Chloe knelt down beside him and Alexandros took a nearby stool to sit on.
“Listen. You realise that we took not a single casualty, right?”
“What about the men who were flung?”
“Only one of them got seriously injured. And he was the one you checked on.”
“Pallas?”
“She’s still alive, isn’t she?”
“Yeah…” he said. “But they only survived because they fled, didn’t they?”
“Even if they did stay in their positions,” Chloe said. “The beast didn’t go their way, did it now?”
Soleiman hummed.
“Listen, what I’m trying to say is, we’re not mad at you. We were upset that we lost, sure, but we’ve taken minimal losses. Considering that we knew little about whatever it was we were even going up against, I’d say that’s pretty good!”
He didn’t respond.
“Now I don’t know what your next plan is,” she said, putting a hand on his arm. “But know that we will be there to fight for you and Pallas when the time comes.”
“In the name of freedom. For both Minervan and Silenter.”
Soleiman looked into her eyes. Those fathomless black orbs.
And he saw himself in them. Broken. Bedraggled.

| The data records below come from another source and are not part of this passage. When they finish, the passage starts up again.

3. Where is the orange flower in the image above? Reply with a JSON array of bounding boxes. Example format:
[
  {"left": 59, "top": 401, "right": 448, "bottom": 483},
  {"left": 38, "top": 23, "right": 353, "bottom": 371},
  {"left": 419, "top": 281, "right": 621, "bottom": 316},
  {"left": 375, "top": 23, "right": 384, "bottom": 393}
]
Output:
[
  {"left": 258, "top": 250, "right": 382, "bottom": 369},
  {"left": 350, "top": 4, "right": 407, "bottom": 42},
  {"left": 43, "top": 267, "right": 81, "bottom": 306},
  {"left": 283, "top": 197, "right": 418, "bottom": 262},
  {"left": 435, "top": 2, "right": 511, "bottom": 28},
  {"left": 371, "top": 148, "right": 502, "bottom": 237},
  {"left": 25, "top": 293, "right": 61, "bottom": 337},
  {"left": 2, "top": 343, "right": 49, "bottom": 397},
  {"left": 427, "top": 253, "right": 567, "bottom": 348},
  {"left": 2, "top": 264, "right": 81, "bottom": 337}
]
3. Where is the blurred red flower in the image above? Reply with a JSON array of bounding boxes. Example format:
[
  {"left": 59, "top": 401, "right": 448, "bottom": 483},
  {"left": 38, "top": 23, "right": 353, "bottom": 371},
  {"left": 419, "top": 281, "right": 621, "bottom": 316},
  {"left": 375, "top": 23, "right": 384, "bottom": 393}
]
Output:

And beaten down to the very core.
“Thank you, Chloe,” he said, letting his head drop again. “Thank you.”
“Mmh,” she responded, sitting back. “Mr Alexandros?”
“Okay, time for the bad news,” he said, leaning forward. “The shipment that was supposed to come tomorrow morning just came. And without the Edenberries.”
“What?”
“Turns out the Hashashiyyin have gone rabid and decided to start lashing out at the villages all the way up north. Assaulting and interrogating people at random. So far, nobody’s given in yet, but we can’t be certain that that will remain the case.”
Soleiman shook his head, mouthing a silent, weak ‘no’ under his breath.
“The reports have mostly come from those in the fringe regions nearer to Minlos, but we expect them to start spreading southwards soon,” he said. “And… there’s been reports that the Gravitas have made landfall in Kardia.”
Soleiman suddenly jerked from his defeated stupor, staring at Alexandros dumbfounded.
“The Gravitas? In Kardia?”
Alexandros nodded.
“Yeah. So you may want to hasten up with whatever it is you plan on doing.”
Soleiman felt as though the earth beneath him began to gyrate. Rotating about and wobbling hither and thither and throwing him around as though he were a plaything atop a child’s bed. Toying with him.
The Gravitas were in Kardia. Hadn’t they already came along once back when they first arrived? What were they doing here a second time, so long since the incident back at Porthopolis?
They didn’t have a lead, did they? Did Duke Thosmodene sell them out? Pontificus?
Chloe cleared her throat.
“Erm, yeah. But we’ll be by your side,” she said, reassuring him one last time. “So just worry about planning. And get some rest, too. You should be leaving early tomorrow morning, so your sister can get the berries she needs.”
“Of… Of course,” he said.
The two of them then left him, waving as they slipped on their sandals and returned to Naphthalia, leaving him alone once more.
And then, it was silent again. But it was not tranquil.
The forest was quiet. The camp was quiet. But the thoughts in his head roared in a cacophony that beat away at every last strand of sanity that held him and the raucous emotions that roiled and festered within him together.
He placed his left hand atop his head, his fingers seizing up as they grabbed at his hair, tearing them from their very follicles. He grit his teeth as his face tensed up, keeling over as his breathing grew heavy and arhythmic.
And he cried. Screaming his silent sorrows into the quiet, unresponsive forest.